For me, a trip to any major (English-speaking) city just isn't complete until I squeeze in a play or musical. The Book of Mormon was on my radar months before our trip, but, due to my propensity to procrastinate, I didn't go online to buy tickets until a few weeks before our departure. The online booking system told me they were sold out, except for some Amex-branded swindle where you buy "premium" seats for about $300 each. I thought we were out of luck, but we weren't. There are actually a few "back-up" methods for getting tickets when they say a show is sold out - you can find them here.
We tried the ticket lottery, but didn't win. Although I consider myself to be pretty freakin' fortunate, I never win lotteries/contests (with an exception of a colouring contest at Lakeland Plant World when I was 12, which I probably won for my age group because other 12-year-olds were too darn cool to enter colouring contests).
So instead, we went to the box office and bought "partial view" box seats. All this means is that due to the fact that your seats are in the boxes to the right and left of the stage, you don't see the first foot or two of the side of the stage you're aligned with. It really didn't make a difference - we could see the actors just fine.
To get these partial view seats, or try your luck on the lottery, you have to show up to the Eugene O'Neill Theatre in person - it can't be done over the phone or online. The moral of this story is that simply because the show says it's sold out online and your only option is to pay the princely sum of $300 - just wait until you get there and see what your options are.
Here's one last tip:
As I mentioned, I'm a procrastinator. Don't be like me.
Plan a few months ahead if you want tickets to a play and don't want to make extra trips to the theatre once you're there. We made two trips to the Eugene O'Neill Theatre before we actually showed up on our third trip to see the play. Manhattan is BIG, so this can take up a lot of your precious time. Our first trip to the theatre was to try the lottery and the second time was two days later when we sucked it up and bought partial-view tickets the morning of the show. However, if you win the lottery, tickets are only $30, so if you have the time to spare it's worth a shot to save a few bucks. If you win the lottery, you can bring one person with you - perfect for couples.

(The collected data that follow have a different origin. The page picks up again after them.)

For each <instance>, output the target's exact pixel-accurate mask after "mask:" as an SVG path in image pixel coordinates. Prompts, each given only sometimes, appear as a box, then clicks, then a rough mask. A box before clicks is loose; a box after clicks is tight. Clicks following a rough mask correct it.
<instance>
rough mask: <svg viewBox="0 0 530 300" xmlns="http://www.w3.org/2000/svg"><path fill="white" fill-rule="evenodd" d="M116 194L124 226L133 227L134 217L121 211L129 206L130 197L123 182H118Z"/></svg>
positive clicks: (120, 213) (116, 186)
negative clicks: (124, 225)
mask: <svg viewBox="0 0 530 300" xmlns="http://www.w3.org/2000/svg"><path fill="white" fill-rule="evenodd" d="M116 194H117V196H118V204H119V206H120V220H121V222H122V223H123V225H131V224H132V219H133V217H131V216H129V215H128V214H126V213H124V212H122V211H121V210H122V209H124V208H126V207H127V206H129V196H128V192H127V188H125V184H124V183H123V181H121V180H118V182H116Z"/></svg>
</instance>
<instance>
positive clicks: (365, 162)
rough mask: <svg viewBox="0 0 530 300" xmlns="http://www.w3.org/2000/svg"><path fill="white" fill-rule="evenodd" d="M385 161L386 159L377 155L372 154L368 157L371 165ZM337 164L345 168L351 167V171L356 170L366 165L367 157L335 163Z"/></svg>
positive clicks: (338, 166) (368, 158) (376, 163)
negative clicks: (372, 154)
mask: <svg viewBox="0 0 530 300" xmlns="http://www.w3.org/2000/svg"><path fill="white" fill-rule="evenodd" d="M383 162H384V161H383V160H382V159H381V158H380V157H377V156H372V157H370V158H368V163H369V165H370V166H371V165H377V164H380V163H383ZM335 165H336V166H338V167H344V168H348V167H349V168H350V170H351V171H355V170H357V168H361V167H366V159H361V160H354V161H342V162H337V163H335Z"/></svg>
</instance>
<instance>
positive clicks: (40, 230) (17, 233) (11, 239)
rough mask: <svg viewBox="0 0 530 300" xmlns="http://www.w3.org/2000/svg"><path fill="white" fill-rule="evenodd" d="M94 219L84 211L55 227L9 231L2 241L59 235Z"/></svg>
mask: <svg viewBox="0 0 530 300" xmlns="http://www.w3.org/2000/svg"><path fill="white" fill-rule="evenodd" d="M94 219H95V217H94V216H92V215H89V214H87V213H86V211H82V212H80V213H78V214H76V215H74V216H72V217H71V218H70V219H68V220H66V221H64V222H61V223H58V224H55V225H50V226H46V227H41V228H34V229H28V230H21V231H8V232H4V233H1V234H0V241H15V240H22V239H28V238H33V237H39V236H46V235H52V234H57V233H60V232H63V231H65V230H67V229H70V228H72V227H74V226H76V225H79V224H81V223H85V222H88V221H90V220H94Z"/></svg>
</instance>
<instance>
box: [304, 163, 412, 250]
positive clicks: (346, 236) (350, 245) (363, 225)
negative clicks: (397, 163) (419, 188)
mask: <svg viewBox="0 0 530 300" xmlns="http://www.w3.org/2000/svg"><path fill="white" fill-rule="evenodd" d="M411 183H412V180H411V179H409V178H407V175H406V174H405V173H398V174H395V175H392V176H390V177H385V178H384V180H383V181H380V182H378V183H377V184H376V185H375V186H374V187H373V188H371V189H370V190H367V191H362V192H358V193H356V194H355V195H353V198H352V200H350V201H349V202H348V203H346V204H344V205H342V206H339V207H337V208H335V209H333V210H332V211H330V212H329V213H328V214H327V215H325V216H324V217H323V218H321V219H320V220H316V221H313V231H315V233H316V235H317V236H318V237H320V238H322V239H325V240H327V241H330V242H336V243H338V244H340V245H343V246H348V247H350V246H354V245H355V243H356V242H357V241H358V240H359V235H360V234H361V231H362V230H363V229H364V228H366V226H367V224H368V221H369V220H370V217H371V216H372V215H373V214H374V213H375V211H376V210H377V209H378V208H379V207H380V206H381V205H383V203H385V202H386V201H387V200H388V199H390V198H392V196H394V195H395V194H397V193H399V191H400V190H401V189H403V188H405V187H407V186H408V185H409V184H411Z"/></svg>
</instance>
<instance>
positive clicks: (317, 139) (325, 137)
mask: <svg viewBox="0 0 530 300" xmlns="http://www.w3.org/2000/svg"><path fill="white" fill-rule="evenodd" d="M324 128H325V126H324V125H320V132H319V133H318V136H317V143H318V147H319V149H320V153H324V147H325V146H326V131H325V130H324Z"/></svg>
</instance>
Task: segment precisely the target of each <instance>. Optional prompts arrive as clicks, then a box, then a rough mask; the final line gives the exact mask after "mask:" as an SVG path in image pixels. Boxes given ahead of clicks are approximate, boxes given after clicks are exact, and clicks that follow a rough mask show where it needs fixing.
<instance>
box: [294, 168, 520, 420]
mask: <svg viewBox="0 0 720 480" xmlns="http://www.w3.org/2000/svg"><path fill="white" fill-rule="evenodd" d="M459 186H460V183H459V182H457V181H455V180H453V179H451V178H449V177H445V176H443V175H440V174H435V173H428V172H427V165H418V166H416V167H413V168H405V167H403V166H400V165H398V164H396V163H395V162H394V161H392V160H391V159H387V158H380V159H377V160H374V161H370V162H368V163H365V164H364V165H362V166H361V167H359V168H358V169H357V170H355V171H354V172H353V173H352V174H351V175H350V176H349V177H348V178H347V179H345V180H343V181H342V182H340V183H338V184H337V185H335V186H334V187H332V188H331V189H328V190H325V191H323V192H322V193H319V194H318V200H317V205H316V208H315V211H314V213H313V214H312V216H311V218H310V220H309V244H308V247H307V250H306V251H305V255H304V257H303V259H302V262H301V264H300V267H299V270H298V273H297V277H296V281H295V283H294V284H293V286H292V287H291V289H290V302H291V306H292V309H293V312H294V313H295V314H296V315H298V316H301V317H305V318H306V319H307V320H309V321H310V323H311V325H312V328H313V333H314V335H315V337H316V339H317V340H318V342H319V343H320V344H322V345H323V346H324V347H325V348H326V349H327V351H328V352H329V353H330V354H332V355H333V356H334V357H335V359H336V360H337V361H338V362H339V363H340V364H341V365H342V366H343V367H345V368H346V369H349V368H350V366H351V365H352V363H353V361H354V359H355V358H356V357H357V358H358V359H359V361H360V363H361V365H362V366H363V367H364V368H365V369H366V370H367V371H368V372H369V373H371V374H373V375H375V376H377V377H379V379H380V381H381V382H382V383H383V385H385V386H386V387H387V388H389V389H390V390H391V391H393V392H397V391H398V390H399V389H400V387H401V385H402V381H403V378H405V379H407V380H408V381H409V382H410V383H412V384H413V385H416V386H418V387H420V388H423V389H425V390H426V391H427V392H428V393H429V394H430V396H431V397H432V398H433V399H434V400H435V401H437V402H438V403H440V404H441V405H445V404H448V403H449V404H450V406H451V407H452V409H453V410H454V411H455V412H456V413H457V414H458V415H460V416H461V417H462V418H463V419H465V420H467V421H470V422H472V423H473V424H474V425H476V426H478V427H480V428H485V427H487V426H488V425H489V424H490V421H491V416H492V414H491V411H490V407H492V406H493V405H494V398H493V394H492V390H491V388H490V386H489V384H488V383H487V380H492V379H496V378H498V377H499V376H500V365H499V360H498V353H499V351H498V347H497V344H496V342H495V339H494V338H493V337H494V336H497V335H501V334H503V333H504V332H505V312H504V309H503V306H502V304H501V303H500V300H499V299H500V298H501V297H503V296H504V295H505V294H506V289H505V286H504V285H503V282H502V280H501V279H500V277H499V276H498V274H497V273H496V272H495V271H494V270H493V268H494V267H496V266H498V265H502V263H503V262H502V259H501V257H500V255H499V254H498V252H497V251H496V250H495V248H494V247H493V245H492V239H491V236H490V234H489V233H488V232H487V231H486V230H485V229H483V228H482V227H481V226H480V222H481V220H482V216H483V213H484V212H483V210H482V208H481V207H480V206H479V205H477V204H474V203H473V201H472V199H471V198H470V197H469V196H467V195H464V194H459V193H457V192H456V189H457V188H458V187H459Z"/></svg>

Same goes for a live taping of a TV show. A week before our trip I looked into Jimmy Fallon tickets and learned that most tickets are snapped up 4-6 weeks before the taping. Instead, we showed up at 30 Rockefeller Plaza to get standby tickets at 9 a.m. one morning. When we arrived with our coffee, we were 32nd and 33rd in line; and hence, given standby tickets with these numbers on them. This doesn't guarantee admission; it means you saunter back to 30 Rock at 3 p.m. to see if you're in luck or not - based on how many no shows there are. At this point, you get in an orderly line based on your number and they tally up how many standby's are getting in. When the NBC page (sadly it's not Kenneth) announces that everyone from 1-19 is getting in, everyone with numbers 20 and up walks away dejectedly. This was us. Don't let this happen to you. If you don't get advance tickets, show up at the standby line with your latte at 8 a.m. instead of 9 a.m. Yep, standing around sounds boring, but you may end up seeing a celeb or two. And the odds will be ever in your favour of seeing Jimmy Fallon...or Seth Meyers depending on when you visit.
But let's end on an optimistic note, shall we? New York is a big, exciting and sometimes overwhelming metropolis with its endless opportunities. Remember to stop and smell the flowers, like our friend Biff did in Central Park.